Es war ein gegenseitiges Versprechen.

Nicole Sanders sah fasziniert zu, wie der Graf eine Nonverbale Kommunikation mit ihrem Hund führte. Sie spürte, wie Pumuckel sich allmählich entspannte, ohne in seiner Wachsamkeit nachzulassen.

Sie betrachtete ihren neuen Arbeitgeber. Das Gesicht war ruhig und entspannt, der Blick jedoch hochkonzentriert. Offensichtlich strengte es ihn an, was auch immer da vor sich ging, denn Schweißflecken bildeten sich auf dem weißen Hemd unter den Achselhöhlen und Schweißperlen standen ihm auf der Stirn. An dem kleinen Finger der linken Hand entdeckte Nicole einen Siegelring mit dem Wappen der Cernýs. Dieser Ring musste schon sehr alt sein, denn das Wappen war nur noch schemenhaft zu erkennen. Die Hände selbst waren schmal und die Finger lang und zartgliedrig.

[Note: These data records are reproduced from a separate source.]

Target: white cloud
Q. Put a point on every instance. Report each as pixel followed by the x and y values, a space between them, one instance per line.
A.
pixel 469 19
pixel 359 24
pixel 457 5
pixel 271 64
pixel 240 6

>Wie bei einem Klavierspieler.<

„Frieden?“, fragte Adolar jetzt den Hund mit seiner sanften und warmen Stimme. Nicole konnte sich nicht vorstellen, dass der Mann jemals laut oder böse klingen konnte.

Pumuckel machte einen Schritt auf Adolar zu, verharrte dann aber und sah zu Nicole hoch. Adolar streckte vorsichtig seine Hand nach ihm aus und Pumuckel streckte seinen klobigen Kopf in seine Richtung. Als die beiden nur noch wenige Zentimeter voneinander entfernt waren, schnupperte Pumuckel intensiv an der Hand des anderen Jägers. Dann schnaubte er und beendete seine Interessenbekundung.

„Ich glaube, wir haben einen Patt“, ließ sich Adolar vernehmen. Seine Stimme klang etwas erschöpft und rau, aber auch zufrieden.

Jannik atmete jetzt hörbar aus. Er hatte schon befürchtet, dass das große Tier sich von der Frau losreißen und über Adolar herfallen würde.

Nicole atmete ebenfalls erleichtert auf. „Ich weiß nicht, was sie gemacht haben und vor allem wie, aber ich bin froh, dass es geklappt hat, Herr Cerný.“

Langsam richtete sich Adolar auf. Sein Rücken war klitschnass geschwitzt und ihm war etwas schwindlig. Er hatte das dringende Bedürfnis unter seine Dusche zu steigen. „Pumuckel und ich sind zwar nicht gerade das, was man beste Freunde nennt, aber ich denke, wir sind in Friedensverhandlungen.“

Nicole grinste den Grafen kurz an. „Sondra erwähnte bereits, dass Sie Diplomat sind. Wenn Sie die Fähigkeit auch bei Menschen einsetzen könnten, würde es vielleicht keinen Krieg mehr in der Welt geben.“

„Das ist ein durchaus schöner Gedanke, den man vielleicht vertiefen sollte“, bemerkte Jannik.